Flexera shifts funds between first- and second-lien term loans

By Sara Rosenberg

New York, April 30 – Flexera Software LLC upsized its fungible incremental first-lien term loan due February 2025 to $235 million from $220 million and downsized its fungible incremental second-lien term loan due February 2026 to $25 million from $40 million, according to a market source.

Also, the original issue discount on the incremental first-lien term loan was changed to 99.5 from 99 and the discount on the incremental second-lien term loan was tightened to 99 from 98.75, the source said.

Pricing on the incremental first-lien term loan is Libor plus 350 basis points with a 25 bps leverage-based step-down and a 1% Libor floor and pricing on the incremental second-lien term loan is Libor plus 725 bps with a 1% Libor floor, in line with existing second-lien loan pricing.

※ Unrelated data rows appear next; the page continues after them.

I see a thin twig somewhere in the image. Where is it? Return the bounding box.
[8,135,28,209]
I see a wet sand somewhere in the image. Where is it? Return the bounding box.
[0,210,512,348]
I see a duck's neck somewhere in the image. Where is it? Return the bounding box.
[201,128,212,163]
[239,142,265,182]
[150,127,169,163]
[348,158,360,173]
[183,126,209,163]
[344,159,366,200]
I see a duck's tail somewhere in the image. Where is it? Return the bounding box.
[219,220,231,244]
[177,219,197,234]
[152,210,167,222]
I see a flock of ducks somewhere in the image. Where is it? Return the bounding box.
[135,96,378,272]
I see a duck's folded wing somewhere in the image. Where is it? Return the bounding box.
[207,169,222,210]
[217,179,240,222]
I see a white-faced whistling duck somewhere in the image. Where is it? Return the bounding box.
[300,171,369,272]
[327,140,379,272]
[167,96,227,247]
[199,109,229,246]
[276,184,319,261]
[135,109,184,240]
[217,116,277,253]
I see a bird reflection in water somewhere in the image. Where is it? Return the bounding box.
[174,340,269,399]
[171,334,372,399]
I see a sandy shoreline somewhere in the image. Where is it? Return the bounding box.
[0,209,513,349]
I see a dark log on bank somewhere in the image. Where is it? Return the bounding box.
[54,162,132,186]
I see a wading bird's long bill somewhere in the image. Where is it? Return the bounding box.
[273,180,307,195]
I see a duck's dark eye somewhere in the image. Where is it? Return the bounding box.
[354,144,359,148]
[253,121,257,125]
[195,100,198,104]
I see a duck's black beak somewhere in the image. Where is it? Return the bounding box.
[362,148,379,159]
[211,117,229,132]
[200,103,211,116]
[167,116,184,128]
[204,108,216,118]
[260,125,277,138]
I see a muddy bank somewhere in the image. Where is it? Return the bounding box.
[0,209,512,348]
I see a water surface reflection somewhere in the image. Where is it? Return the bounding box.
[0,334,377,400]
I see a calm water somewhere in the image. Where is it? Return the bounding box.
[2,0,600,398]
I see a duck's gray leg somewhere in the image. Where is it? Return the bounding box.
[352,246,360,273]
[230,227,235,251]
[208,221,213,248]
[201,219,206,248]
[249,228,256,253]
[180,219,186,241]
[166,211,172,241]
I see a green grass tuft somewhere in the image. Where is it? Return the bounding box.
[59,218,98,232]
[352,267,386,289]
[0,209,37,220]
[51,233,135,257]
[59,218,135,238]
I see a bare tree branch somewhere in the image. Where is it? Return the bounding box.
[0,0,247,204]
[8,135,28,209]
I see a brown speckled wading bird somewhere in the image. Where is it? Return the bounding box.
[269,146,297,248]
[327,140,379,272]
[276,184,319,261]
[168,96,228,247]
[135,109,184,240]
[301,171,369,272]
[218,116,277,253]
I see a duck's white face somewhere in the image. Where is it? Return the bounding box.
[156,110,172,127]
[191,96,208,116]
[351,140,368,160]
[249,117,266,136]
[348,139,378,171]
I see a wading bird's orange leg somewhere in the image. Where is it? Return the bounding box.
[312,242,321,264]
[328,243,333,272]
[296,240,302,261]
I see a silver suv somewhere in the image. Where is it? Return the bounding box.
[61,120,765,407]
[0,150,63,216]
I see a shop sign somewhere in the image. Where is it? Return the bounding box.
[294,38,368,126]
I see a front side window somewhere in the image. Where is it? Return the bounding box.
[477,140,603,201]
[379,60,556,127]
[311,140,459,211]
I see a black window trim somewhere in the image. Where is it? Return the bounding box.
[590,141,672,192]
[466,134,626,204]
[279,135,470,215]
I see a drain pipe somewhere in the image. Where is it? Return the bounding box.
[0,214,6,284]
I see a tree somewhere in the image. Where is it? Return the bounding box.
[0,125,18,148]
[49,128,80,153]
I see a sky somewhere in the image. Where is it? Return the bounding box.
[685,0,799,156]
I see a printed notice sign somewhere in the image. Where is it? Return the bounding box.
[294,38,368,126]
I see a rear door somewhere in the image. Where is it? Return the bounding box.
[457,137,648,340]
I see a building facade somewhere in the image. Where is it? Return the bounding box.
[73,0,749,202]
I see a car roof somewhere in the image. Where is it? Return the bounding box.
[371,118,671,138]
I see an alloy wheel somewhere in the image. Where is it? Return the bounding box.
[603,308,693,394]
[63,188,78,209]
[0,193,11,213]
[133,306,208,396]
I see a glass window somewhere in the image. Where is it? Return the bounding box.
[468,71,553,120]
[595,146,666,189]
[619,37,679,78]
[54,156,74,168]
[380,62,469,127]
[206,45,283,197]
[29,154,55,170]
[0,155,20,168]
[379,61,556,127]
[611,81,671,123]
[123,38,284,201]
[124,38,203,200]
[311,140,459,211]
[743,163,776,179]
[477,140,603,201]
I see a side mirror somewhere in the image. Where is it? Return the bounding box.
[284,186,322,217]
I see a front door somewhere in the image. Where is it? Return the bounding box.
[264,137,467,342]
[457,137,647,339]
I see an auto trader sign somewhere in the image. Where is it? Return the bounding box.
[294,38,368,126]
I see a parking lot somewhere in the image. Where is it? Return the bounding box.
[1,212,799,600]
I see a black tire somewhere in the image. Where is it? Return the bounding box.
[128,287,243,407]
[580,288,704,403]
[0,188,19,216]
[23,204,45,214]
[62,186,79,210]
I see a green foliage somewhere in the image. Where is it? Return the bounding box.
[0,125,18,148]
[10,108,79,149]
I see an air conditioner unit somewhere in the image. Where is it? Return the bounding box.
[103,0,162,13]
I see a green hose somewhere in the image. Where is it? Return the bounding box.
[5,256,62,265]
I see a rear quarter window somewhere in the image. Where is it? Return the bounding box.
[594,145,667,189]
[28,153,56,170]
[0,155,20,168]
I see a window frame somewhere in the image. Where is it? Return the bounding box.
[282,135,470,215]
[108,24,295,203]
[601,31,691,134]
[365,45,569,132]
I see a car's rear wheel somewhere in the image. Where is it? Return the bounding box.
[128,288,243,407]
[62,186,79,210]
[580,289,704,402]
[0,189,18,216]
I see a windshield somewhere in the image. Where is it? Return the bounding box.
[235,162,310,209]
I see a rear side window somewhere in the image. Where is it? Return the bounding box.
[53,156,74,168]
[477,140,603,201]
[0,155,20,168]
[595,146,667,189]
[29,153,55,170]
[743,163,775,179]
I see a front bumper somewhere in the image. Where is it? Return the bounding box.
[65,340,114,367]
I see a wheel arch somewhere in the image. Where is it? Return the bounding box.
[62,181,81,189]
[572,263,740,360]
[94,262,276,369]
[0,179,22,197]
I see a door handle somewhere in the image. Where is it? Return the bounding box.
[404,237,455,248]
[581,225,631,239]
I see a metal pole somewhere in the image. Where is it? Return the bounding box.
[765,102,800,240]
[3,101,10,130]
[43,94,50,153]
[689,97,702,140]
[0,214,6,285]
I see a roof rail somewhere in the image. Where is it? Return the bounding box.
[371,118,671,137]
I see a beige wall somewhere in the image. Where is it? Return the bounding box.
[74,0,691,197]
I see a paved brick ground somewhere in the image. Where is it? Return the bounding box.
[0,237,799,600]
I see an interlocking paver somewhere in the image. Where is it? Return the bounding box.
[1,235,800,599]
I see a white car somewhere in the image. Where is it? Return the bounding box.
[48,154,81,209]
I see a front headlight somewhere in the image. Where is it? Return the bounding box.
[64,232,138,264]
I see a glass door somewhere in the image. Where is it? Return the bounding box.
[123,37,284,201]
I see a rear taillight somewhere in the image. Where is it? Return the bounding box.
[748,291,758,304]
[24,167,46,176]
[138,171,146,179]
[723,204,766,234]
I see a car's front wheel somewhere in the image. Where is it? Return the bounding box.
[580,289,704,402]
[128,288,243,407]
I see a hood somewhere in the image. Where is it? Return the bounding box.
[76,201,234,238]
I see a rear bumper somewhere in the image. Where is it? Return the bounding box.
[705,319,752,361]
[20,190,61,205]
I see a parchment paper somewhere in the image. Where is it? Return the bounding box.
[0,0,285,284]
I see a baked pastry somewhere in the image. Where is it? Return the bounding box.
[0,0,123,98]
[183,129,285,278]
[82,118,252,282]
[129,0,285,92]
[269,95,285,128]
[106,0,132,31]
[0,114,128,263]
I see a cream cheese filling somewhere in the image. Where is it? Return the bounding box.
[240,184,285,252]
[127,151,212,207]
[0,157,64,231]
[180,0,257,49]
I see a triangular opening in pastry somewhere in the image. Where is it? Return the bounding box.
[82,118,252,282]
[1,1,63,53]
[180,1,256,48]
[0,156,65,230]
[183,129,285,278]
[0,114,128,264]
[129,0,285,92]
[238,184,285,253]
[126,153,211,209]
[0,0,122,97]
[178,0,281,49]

The first-lien term loan is getting 101 soft call protection for six months. Call protection on the incremental second-lien term loan will match the existing second-lien call protection.

Jefferies LLC is the bookrunner on the $260 million of incremental term loans.

Proceeds will be used to fund a distribution to shareholders.

A corresponding amendment is being done as well, for which lenders were offered a 15 bps consent fee.

With this transaction, pricing on the company’s existing first-lien term loan is being lifted to Libor plus 350 bps from Libor plus 325 bps.

Flexera is an Itasca, Ill.-based provider of software and services that enable software publishers and device makers to install, enforce and deploy software licenses.